Assuming the Commonwealth’s conduct was negligent, there is no showing before me that any material evidence has been lost to the prejudice of the defendant. Although Dr. Weinberg’s affidavit states that his memory of the April incidents is not as good in November 1997 as it was several months ago, his statement in the affidavit of his memory of the events is very detailed. There is no indication of any way in which his memory would have provided more beneficial information to the defendant at an earlier time. It is clear from the affidavit that he is still capable of providing essentially the same helpful testimony to the defense now as he could have provided earlier.

Moreover, the Commonwealth did not agree to provide the names and addresses of witnesses until August 7, 1997 and did not provide same until August 22, 1997. (Indeed, the request for said information was not made until the very end of July.) And Dr, Weinberg’s affidavit only states that his memory is not as clear now as it was in April 1997, not that it is not as clear as it was in August 1997. In any event, the defendant is now (prior to trial) in possession of the necessary material. Thus, there is no showing that any material evidence, potentially helpful to the defendant has been lost. Accordingly, under the test of Commonwealth v. Willie supra, there has been no showing that the defendant has been prejudiced by the loss of evidence in this regard. See Commonwealth v. Gabbidon, 17 Mass. App. Ct. 525, 535-36
(1984).[7] If a defendant learns of previously undisclosed evidence in time to permit full opportunity to utilize such evidence, “the prosecution’s misdeeds, however inexcusable, do not warrant remedial action.” Commonwealth v. Lam Hue To, 391 Mass. 301, 309, quoting Commonwealth v. Ellison, 376 Mass. 1, 25
(1978).

ORDER
For the foregoing reasons, the defendant’s motion to dismiss is DENIED except that the defendant may inquire about and comment upon the Commonwealth’s failure to preserve the leather jacket. The Commonwealth may not assert that the jacket could have been retrieved and the Commonwealth may not claim that the defendant was lax in requesting its production.

COWIN, J.

[1] Another witness also testified for the defendant, but, before that witness concluded testifying, the defendant, without opposition, withdrew that witness’ testimony.
[2] Sometime following the presentation of evidence to the grand jury (June 1997), the Commonwealth lost contact with Mr. Gaynor and has stated that it does not anticipate producing him for trial. The Commonwealth plans to try Yeager based upon the testimony of eyewitnesses.
[3] Whittemore cannot be ordered to produce the jacket, despite the fact it is physical evidence, as such evidence may tend to incriminate him. See Commonwealth v. Hughes, 380 Mass. 583
(1980).
[4] There is also eyewitness testimony that tends to corroborate this version of the events.
[5] Although the defendant requested that the Commonwealth provide telephone numbers of witnesses, the Commonwealth did not agree, and was not ordered, to do so.
[6] The Commonwealth argues that the defendant did have the name, address and telephone number of Dr.

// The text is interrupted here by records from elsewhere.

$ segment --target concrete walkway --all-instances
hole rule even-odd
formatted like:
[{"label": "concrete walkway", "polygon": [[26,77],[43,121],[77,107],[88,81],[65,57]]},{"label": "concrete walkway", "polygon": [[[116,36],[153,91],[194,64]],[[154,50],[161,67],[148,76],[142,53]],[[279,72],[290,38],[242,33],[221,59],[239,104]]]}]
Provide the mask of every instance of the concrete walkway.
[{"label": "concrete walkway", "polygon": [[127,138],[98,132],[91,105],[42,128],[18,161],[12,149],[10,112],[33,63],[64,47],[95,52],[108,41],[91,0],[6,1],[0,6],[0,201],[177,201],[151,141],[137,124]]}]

Taylor and it was Dr. Taylor who provided the Commonwealth with the telephone number of Dr. Weinberg. The Commonwealth maintains, therefore, that the defendant could have obtained the phone number of Dr. Weinberg from Dr. Taylor. However, there is nothing before me that indicates that the defendant should have been aware that it could obtain Dr. Weinberg’s whereabouts from Dr. Taylor. Further, it was the Commonwealth’s duty to provide this information to the defendant.
[7] If the Commonwealth were aware of the substance of Dr. Weinberg’s testimony as it is outlined in Dr. Weinberg’s affidavit, the Commonwealth had a duty to provide that testimony to the defendant as it was clearly material, exculpatory evidence. See Brady v. Maryland. 373 U.S. 83 (1963). However, this Court is uncertain of the details that were provided to the Commonwealth by Dr. Weinberg in the April 25, 1997 telephone conversation between Dr. Weinberg and the assistant district attorney. Regardless, the outcome of this motion is not affected, as the defendant is now aware of that testimony.